Mortality and risk of cardiac complications among immediate survivors of accidental electric shock: a Danish nationwide cohort study.

Published in: BMJ Open 2017; 7 (8): e015967

Aim of study (acc. to author)

A nationwide cohort study was conducted in Denmark to investigate whether electric shock patients have an increased risk of developing cardiac disease, cardiac arrhythmias or death compared with the general population.
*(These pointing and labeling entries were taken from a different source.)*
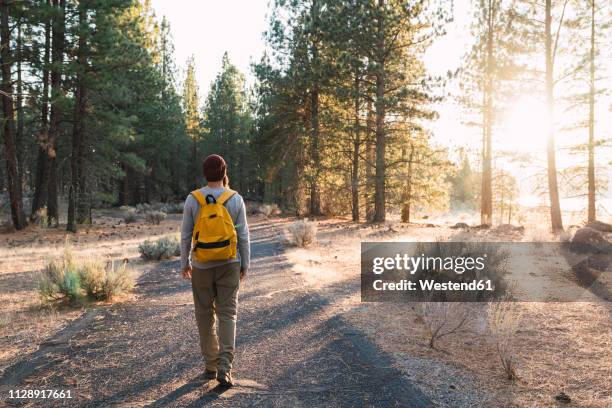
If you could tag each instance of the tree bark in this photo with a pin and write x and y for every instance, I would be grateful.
(379, 193)
(315, 195)
(42, 163)
(591, 170)
(77, 211)
(356, 150)
(486, 206)
(553, 188)
(12, 164)
(20, 124)
(408, 187)
(370, 157)
(57, 56)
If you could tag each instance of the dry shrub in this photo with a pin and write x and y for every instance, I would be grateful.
(444, 319)
(60, 280)
(155, 217)
(538, 236)
(104, 282)
(69, 280)
(302, 233)
(269, 209)
(173, 208)
(163, 248)
(503, 321)
(40, 218)
(130, 216)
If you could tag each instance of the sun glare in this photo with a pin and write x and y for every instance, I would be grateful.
(524, 127)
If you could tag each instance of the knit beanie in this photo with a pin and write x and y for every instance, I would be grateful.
(214, 168)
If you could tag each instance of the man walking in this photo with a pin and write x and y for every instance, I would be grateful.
(210, 259)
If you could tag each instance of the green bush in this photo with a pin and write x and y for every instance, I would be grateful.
(163, 248)
(60, 280)
(155, 217)
(173, 208)
(130, 217)
(102, 282)
(69, 281)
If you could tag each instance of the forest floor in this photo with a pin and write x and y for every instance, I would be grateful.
(304, 336)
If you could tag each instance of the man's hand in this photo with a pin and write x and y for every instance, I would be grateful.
(187, 272)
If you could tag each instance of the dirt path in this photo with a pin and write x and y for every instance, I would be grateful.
(292, 348)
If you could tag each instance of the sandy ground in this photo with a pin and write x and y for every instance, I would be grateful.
(24, 321)
(558, 347)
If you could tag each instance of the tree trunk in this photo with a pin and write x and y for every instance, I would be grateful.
(42, 163)
(12, 164)
(57, 55)
(315, 194)
(356, 148)
(77, 211)
(379, 193)
(194, 161)
(408, 188)
(369, 164)
(553, 188)
(591, 171)
(20, 124)
(486, 205)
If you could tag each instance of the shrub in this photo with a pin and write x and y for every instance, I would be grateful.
(102, 282)
(503, 321)
(302, 233)
(155, 217)
(444, 319)
(68, 280)
(163, 248)
(41, 217)
(60, 280)
(130, 217)
(269, 209)
(176, 208)
(495, 270)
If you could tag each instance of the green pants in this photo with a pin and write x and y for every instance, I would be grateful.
(215, 295)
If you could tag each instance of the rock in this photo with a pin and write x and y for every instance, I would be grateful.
(589, 240)
(460, 225)
(509, 228)
(588, 235)
(483, 226)
(599, 226)
(563, 397)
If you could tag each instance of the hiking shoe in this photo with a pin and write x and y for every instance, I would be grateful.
(210, 375)
(225, 379)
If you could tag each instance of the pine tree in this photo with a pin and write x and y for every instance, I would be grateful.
(191, 109)
(8, 109)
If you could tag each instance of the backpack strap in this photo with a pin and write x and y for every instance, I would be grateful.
(226, 195)
(197, 194)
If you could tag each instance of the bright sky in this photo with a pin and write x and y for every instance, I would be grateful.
(208, 28)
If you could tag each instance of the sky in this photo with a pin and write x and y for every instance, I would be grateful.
(205, 29)
(208, 28)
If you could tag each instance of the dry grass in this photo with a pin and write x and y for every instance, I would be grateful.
(24, 321)
(547, 347)
(301, 233)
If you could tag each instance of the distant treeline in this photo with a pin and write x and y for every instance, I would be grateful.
(335, 123)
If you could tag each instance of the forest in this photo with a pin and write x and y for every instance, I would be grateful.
(96, 113)
(355, 130)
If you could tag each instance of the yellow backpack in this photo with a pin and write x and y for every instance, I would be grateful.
(214, 236)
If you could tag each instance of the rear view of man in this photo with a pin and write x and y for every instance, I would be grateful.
(215, 255)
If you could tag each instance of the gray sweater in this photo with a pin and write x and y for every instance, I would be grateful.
(235, 206)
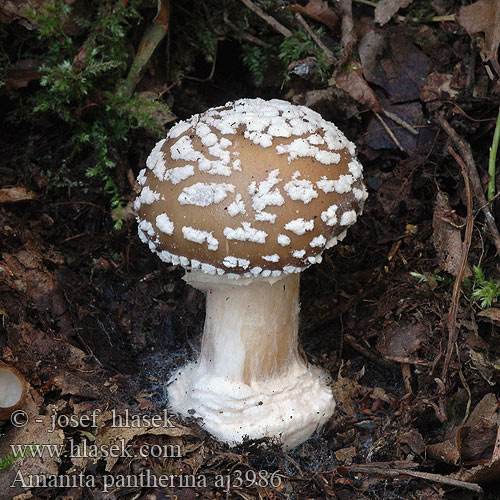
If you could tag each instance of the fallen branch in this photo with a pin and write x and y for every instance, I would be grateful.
(389, 131)
(269, 20)
(396, 119)
(466, 153)
(153, 35)
(385, 471)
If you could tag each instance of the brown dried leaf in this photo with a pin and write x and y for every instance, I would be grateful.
(438, 86)
(483, 16)
(414, 440)
(400, 68)
(35, 432)
(447, 451)
(385, 9)
(447, 236)
(370, 49)
(400, 342)
(72, 384)
(31, 277)
(317, 10)
(491, 314)
(16, 193)
(352, 82)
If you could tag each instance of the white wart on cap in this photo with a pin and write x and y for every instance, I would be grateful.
(250, 188)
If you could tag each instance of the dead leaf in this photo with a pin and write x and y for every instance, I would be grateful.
(16, 193)
(72, 384)
(401, 68)
(35, 432)
(447, 451)
(376, 136)
(399, 342)
(345, 390)
(414, 440)
(351, 81)
(31, 277)
(371, 47)
(317, 10)
(385, 9)
(346, 455)
(437, 87)
(475, 440)
(491, 314)
(447, 236)
(483, 16)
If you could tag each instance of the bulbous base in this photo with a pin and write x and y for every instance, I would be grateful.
(289, 408)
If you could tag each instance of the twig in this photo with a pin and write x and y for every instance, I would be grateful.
(367, 2)
(328, 53)
(493, 159)
(466, 153)
(243, 35)
(396, 472)
(457, 286)
(153, 35)
(269, 20)
(397, 119)
(389, 131)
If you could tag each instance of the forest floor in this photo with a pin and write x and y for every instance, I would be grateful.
(93, 320)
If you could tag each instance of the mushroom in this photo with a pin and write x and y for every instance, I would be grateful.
(12, 391)
(245, 196)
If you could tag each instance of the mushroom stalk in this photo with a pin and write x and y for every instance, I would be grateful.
(250, 379)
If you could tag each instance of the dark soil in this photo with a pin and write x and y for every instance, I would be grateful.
(93, 320)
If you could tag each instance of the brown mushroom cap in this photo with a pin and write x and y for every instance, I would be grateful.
(12, 389)
(252, 187)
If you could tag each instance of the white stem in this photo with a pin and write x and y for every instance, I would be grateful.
(251, 330)
(250, 379)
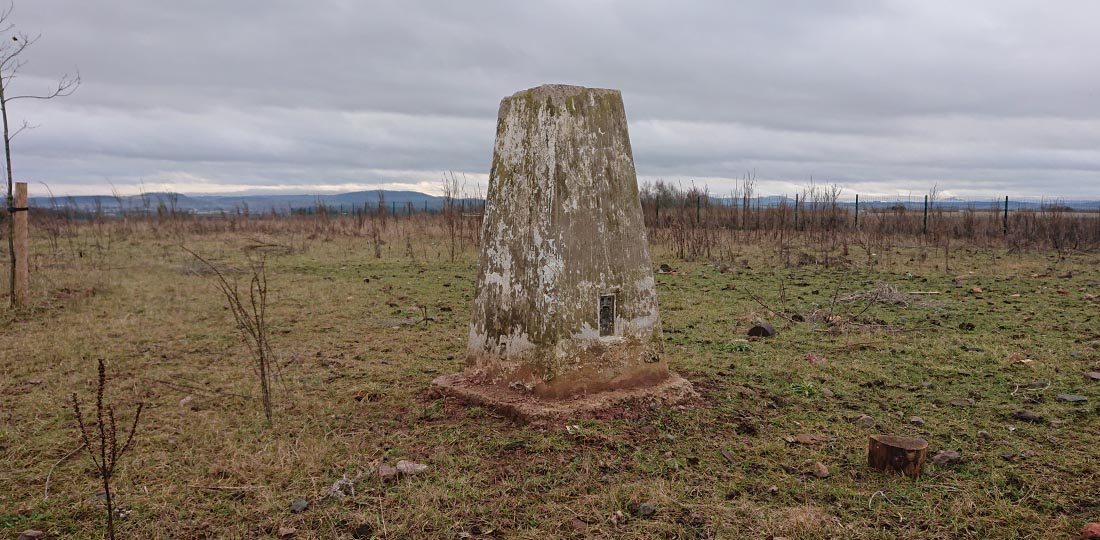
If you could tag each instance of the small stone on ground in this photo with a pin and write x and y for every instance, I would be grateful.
(1026, 416)
(409, 467)
(645, 509)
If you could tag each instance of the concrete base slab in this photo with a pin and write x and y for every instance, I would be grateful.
(525, 407)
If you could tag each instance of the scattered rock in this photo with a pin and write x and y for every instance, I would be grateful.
(946, 458)
(386, 472)
(645, 509)
(362, 531)
(342, 487)
(762, 330)
(1090, 530)
(820, 470)
(299, 506)
(1070, 398)
(1026, 416)
(409, 467)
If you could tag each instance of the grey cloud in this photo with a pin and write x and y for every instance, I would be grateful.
(981, 97)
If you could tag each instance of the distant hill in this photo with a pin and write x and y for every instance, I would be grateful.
(255, 204)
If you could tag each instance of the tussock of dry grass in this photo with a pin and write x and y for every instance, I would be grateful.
(352, 395)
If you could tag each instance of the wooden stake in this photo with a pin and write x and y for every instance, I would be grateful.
(892, 453)
(20, 252)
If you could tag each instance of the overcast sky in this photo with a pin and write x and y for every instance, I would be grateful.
(981, 98)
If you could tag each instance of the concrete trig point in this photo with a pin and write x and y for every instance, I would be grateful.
(564, 317)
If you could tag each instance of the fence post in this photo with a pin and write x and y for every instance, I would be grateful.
(924, 229)
(20, 263)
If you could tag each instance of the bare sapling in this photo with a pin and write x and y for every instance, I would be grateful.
(250, 311)
(101, 441)
(12, 46)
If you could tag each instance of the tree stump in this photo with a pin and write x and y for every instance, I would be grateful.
(902, 454)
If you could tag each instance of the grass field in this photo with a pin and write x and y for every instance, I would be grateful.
(356, 360)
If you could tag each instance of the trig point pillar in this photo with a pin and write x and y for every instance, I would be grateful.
(565, 305)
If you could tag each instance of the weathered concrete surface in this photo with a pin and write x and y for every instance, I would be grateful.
(562, 230)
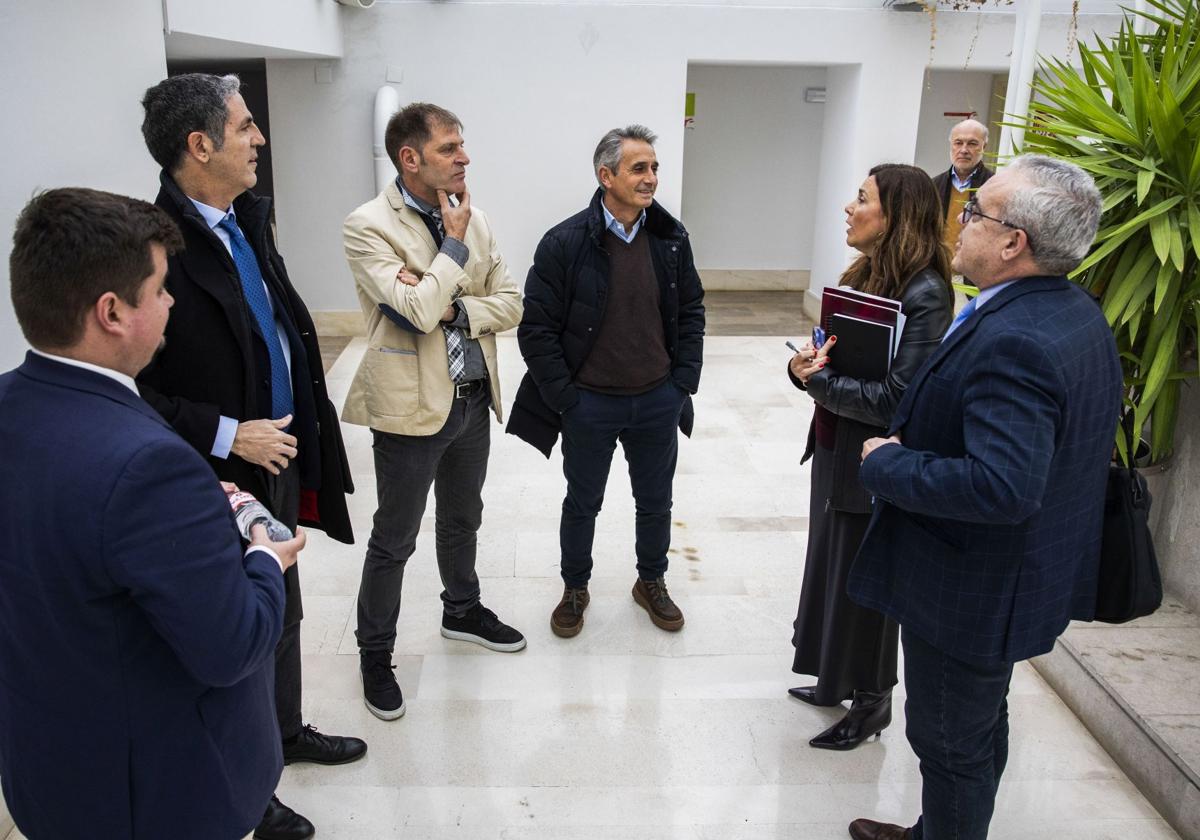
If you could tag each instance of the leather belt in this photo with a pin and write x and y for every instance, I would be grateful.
(465, 389)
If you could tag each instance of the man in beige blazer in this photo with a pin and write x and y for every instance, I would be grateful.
(433, 291)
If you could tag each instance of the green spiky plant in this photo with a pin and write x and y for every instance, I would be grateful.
(1133, 121)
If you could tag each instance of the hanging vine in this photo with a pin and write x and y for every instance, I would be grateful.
(931, 6)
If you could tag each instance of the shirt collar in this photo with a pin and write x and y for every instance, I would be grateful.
(125, 379)
(213, 217)
(959, 183)
(610, 221)
(418, 204)
(991, 292)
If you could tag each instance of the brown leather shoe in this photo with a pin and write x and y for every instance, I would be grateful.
(653, 597)
(869, 829)
(567, 621)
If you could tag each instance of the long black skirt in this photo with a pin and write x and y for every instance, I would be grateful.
(845, 646)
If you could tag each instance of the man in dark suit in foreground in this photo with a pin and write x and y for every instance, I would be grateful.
(990, 490)
(136, 639)
(240, 378)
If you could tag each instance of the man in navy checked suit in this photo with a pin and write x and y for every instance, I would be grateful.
(989, 491)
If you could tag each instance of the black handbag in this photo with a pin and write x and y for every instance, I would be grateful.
(1128, 583)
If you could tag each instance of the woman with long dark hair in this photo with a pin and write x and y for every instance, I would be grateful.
(895, 222)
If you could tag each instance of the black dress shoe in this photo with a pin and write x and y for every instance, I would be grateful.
(808, 694)
(869, 829)
(869, 715)
(321, 749)
(282, 823)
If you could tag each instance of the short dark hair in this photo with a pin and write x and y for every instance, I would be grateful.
(413, 126)
(71, 246)
(180, 105)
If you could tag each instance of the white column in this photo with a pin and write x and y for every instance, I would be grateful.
(1020, 76)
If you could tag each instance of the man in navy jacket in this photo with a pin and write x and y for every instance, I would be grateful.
(613, 333)
(136, 639)
(989, 492)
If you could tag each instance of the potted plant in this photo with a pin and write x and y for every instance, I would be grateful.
(1132, 120)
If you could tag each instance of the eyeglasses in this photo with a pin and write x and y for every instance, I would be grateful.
(972, 209)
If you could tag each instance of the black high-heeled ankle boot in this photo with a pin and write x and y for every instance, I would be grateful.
(869, 715)
(808, 694)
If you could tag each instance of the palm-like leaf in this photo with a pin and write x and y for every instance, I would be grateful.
(1132, 119)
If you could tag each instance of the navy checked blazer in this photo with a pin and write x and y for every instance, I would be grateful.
(985, 532)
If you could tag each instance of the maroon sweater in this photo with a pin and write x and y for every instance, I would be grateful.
(630, 352)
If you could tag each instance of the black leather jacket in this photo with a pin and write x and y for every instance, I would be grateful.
(864, 408)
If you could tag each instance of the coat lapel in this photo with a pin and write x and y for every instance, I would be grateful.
(79, 379)
(1021, 287)
(409, 217)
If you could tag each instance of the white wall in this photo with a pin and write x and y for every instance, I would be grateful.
(753, 213)
(951, 90)
(233, 29)
(75, 72)
(538, 84)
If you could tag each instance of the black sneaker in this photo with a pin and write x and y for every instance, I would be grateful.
(381, 691)
(481, 627)
(322, 749)
(282, 823)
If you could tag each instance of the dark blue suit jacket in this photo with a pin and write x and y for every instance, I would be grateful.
(985, 533)
(136, 641)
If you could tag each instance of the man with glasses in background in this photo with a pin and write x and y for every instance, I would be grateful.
(989, 490)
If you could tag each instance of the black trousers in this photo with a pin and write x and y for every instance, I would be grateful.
(647, 425)
(454, 461)
(285, 502)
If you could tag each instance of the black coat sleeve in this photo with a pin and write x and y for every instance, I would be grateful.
(543, 323)
(928, 307)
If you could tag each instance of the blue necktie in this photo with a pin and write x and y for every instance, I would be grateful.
(964, 313)
(261, 307)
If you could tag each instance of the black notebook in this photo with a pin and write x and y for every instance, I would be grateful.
(863, 349)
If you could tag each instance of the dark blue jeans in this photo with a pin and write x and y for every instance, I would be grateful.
(647, 425)
(958, 726)
(455, 462)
Endpoint/type of risk estimation

Exposure

Assessment

Population

  • Group:
    • men
    • women
  • Observation period: 1994 - 2011, follow-up until 2012
  • Study location: Denmark

Case group

  • Characteristics: patients with diagnosis of electric shock from emergency ward, hospital admission or electric shock as cause of death
  • Data source: Danish Civil Registration System, Danish National Patient Registry and Danish Register of Causes of Death
  • Exclusion criteria: struck by lightning, dead at hospital arrival

Control group

  • Selection:
    • population-based
  • Matching:
    • sex
    • age
    • case:control = 1:5

Study size

Cases Controls
Total 11,462 57,310
Statistical analysis method:
  • Kaplan-Meier estimation
  • negative binomial regression

Conclusion (acc. to author)

The 5-year cumulative incidence of death was 0.47% (CI 0.29%-0.65%) for emergency ward patients and 1.04% (CI 0.71%-1.37%) for admitted patients. No difference in 5-year survival was observed compared with matched controls. Cardiac procedures (e.g., pacemaker implantation), arrhythmia or cardiac diseases following electric shock were very rare within 30 days as well as from 31 to 365 days. Fewer than four patients received a pacemaker within 30 days.
The authors conclude that the study did not demonstrate an increase in mortality among patients seen at hospitals after accidental electric shock compared with the general population. Cardiac procedures and diseases following electric shock were very rare. The authors suggest that nearly all patients can be discharged safely from the emergency room after electric shock without further observation.